The amazing Arts & Letters Daily referred me to an article in the British journal Prospect about a new and improved type of urban development in poor countries. The piece, “For Richer, For Poorer, authored by Stanford economist Paul Romer, is an in-depth look at the possibilities and perils of his pet project, Charter Cities.

Instead of richer countries sending aid down a sinkhole in poorly managed, impoverished cities. Romer contends that a charter be set up between a developed and underdeveloped country allowing the more prosperous nation to begin a new city with brand new rules on uninhabited land. Those who wish to migrate to the new city would be welcome to participate in the building of the urban environment.

I think the economist may be underestimating the will of many governments to keep their people poor and powerless to maintain their own positions, but it certainly can’t hurt to try. Perhaps a couple of successes will entice poor but basically benign societies to participate.
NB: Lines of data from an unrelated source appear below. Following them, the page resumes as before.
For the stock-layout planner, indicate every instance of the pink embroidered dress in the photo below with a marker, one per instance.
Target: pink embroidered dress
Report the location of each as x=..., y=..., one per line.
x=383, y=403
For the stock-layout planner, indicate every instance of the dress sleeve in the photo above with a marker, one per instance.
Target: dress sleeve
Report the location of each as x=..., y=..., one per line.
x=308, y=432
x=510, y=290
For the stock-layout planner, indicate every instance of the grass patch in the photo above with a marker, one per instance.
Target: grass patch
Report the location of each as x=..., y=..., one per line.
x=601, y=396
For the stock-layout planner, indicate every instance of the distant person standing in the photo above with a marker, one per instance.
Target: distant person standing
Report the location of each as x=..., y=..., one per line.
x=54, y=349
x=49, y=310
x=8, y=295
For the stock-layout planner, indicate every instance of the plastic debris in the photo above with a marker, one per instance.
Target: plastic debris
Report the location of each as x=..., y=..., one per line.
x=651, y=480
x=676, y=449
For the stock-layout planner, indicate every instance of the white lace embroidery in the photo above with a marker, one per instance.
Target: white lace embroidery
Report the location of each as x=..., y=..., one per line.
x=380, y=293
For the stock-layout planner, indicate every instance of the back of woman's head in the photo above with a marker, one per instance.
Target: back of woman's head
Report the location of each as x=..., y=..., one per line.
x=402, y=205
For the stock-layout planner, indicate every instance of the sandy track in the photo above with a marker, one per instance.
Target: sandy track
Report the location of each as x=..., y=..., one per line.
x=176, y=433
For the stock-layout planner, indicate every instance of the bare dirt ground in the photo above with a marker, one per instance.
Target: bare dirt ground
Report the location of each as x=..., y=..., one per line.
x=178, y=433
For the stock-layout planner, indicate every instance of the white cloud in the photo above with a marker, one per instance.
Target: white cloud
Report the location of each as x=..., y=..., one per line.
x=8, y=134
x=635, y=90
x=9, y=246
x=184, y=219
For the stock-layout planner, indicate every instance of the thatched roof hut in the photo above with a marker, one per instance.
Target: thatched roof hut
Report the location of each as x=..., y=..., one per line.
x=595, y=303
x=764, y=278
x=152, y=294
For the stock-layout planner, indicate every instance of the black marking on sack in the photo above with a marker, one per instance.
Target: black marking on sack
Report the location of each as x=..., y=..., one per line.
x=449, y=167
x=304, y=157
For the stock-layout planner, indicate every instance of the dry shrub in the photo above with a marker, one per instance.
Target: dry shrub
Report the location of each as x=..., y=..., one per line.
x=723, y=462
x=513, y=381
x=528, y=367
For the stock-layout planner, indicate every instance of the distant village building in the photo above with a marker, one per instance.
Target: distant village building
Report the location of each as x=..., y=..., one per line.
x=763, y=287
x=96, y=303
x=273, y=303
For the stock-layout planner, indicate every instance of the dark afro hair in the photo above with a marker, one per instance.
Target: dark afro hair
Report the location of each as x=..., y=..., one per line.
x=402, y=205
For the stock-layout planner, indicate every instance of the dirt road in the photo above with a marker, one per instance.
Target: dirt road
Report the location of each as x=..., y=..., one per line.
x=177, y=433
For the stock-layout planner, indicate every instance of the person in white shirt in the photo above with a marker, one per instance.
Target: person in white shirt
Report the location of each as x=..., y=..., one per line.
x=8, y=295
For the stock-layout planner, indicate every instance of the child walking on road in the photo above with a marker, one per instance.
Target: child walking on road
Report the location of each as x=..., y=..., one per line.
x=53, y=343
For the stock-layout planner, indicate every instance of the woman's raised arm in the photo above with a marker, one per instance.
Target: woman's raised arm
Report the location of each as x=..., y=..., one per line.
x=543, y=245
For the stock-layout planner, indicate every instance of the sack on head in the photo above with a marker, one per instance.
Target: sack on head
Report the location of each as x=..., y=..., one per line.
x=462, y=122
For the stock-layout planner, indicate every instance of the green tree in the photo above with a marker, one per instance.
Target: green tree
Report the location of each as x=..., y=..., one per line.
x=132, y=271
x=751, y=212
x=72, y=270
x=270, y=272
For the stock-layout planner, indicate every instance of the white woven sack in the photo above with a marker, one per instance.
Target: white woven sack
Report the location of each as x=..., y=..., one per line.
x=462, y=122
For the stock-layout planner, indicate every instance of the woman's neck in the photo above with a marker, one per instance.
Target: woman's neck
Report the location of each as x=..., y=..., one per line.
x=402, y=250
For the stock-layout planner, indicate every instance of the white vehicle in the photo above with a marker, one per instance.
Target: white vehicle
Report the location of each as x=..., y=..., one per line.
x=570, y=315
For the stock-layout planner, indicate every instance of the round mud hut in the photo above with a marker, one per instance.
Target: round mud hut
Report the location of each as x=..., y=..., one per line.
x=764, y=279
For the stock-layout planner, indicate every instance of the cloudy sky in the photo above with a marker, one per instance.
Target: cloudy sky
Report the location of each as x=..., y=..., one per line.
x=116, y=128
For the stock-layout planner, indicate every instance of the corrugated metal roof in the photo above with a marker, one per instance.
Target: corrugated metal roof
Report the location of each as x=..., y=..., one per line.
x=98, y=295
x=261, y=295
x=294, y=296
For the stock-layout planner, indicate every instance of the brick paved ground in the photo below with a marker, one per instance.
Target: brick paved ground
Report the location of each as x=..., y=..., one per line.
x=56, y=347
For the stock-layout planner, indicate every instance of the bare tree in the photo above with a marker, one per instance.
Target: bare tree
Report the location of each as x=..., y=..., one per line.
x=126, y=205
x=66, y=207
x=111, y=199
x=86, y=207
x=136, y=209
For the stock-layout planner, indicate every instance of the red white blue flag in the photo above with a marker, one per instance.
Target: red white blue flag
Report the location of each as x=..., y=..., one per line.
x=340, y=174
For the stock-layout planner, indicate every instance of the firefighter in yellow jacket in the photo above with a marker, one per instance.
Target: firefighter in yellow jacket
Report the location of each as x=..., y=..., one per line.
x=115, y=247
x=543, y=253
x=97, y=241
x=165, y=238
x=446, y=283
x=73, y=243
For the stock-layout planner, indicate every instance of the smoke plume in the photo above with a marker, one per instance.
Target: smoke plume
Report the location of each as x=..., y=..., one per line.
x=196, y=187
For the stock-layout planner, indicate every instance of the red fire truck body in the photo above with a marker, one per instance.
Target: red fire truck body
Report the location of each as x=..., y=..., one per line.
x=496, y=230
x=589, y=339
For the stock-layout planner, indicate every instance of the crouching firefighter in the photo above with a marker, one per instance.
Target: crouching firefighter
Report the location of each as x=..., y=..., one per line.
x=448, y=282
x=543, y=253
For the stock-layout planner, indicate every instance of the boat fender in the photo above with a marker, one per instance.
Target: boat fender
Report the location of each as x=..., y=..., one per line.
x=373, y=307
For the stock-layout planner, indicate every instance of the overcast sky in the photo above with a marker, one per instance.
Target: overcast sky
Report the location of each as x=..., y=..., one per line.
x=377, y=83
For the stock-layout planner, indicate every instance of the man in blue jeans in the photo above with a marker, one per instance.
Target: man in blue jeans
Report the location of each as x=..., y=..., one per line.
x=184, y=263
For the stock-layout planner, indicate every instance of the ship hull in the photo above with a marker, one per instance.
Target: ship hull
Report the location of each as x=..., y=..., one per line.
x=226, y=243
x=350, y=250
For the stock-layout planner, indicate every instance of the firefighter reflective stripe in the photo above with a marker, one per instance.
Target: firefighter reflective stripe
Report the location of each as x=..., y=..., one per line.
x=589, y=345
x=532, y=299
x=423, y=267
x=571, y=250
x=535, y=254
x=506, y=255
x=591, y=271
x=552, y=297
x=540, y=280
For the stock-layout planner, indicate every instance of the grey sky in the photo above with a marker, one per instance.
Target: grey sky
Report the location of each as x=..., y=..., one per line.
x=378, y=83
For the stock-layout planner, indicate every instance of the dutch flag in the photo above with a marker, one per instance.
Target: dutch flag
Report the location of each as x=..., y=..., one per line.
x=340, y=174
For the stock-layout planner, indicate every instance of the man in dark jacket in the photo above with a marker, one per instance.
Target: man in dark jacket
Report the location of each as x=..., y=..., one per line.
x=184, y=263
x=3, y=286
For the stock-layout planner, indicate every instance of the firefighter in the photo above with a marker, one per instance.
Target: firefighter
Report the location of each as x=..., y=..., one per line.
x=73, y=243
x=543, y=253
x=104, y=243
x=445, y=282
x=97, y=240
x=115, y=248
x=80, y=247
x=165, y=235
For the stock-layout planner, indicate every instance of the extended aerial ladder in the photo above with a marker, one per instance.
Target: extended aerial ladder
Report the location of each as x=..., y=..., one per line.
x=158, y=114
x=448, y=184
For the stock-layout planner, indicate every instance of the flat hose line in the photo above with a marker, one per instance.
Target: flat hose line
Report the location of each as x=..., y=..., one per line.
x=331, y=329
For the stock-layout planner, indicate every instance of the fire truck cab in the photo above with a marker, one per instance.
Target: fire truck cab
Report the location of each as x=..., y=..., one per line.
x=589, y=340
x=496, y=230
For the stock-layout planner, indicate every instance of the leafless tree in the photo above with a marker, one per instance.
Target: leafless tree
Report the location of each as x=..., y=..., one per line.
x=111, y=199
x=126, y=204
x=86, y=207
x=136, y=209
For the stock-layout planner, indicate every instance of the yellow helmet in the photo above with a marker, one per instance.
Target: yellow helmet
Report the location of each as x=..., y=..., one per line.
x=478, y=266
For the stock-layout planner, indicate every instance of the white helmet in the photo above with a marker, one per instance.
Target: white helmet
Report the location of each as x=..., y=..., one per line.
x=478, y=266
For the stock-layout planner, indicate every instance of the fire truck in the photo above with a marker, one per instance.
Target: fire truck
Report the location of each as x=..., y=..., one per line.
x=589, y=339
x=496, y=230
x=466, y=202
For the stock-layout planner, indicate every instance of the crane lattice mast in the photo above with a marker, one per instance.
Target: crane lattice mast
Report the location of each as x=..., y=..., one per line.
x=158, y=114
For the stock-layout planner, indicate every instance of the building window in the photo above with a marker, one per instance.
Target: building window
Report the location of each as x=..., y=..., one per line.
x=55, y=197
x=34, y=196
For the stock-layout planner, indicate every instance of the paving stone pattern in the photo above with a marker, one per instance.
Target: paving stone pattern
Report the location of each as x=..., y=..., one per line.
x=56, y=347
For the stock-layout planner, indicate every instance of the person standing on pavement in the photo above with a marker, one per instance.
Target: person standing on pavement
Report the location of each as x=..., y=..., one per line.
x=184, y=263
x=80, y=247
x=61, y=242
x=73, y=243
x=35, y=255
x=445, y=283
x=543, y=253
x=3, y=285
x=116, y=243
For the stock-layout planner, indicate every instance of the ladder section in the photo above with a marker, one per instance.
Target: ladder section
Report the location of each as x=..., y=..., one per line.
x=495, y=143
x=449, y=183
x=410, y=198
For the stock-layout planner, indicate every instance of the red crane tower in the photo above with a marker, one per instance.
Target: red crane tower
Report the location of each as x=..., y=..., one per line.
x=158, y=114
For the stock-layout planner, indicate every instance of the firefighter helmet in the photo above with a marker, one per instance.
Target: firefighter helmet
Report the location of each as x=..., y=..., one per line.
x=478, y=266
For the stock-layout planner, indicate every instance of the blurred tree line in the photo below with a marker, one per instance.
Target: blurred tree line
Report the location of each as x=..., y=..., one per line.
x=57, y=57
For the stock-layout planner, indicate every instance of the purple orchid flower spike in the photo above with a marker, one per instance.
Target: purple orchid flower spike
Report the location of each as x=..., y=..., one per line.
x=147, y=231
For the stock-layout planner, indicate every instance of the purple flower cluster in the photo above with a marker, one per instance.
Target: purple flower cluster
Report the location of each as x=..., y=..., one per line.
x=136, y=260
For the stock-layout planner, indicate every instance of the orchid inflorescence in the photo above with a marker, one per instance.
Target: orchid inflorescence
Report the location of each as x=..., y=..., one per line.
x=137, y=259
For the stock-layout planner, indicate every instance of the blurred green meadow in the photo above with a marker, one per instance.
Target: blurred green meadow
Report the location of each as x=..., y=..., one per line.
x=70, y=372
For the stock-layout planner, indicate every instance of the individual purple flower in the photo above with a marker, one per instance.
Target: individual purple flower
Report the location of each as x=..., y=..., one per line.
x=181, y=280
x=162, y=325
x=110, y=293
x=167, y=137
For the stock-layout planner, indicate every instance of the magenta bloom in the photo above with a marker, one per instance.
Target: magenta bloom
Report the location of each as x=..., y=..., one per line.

Romer uses the histories of Hong Kong and Mauritius for important lessons in how Charter Cities can succeed. An excerpt from his writing about Hong Kong:

“Hong Kong was a successful example of a special zone that could serve as a model for charter cities. In the 1950s and 1960s, it was the only place in China where Chinese workers could enter partnerships with foreign workers and companies. Many of the Chinese who moved to Hong Kong started in low-skill jobs, making toys or sewing shirts. But over time their wages grew along with the skills that they gained working with educated managers, and using modern technologies and working practices.

Over time they acquired the values and norms that sustain modern cities. As a result, Hong Kong enjoyed rapid economic growth.

Even if it had wanted to, the Chinese government acting alone could not have offered this opportunity. The credibility of rules developed over centuries by the British government was essential in attracting the foreign investment, companies and skilled workers that let these low-skill immigrants lift themselves out of poverty. As in Mauritius, authority rested ultimately with the British governor general, but most of the police and civil servants were Chinese. And the benefits demonstrated in Hong Kong became a model for reform-minded leaders in China itself.”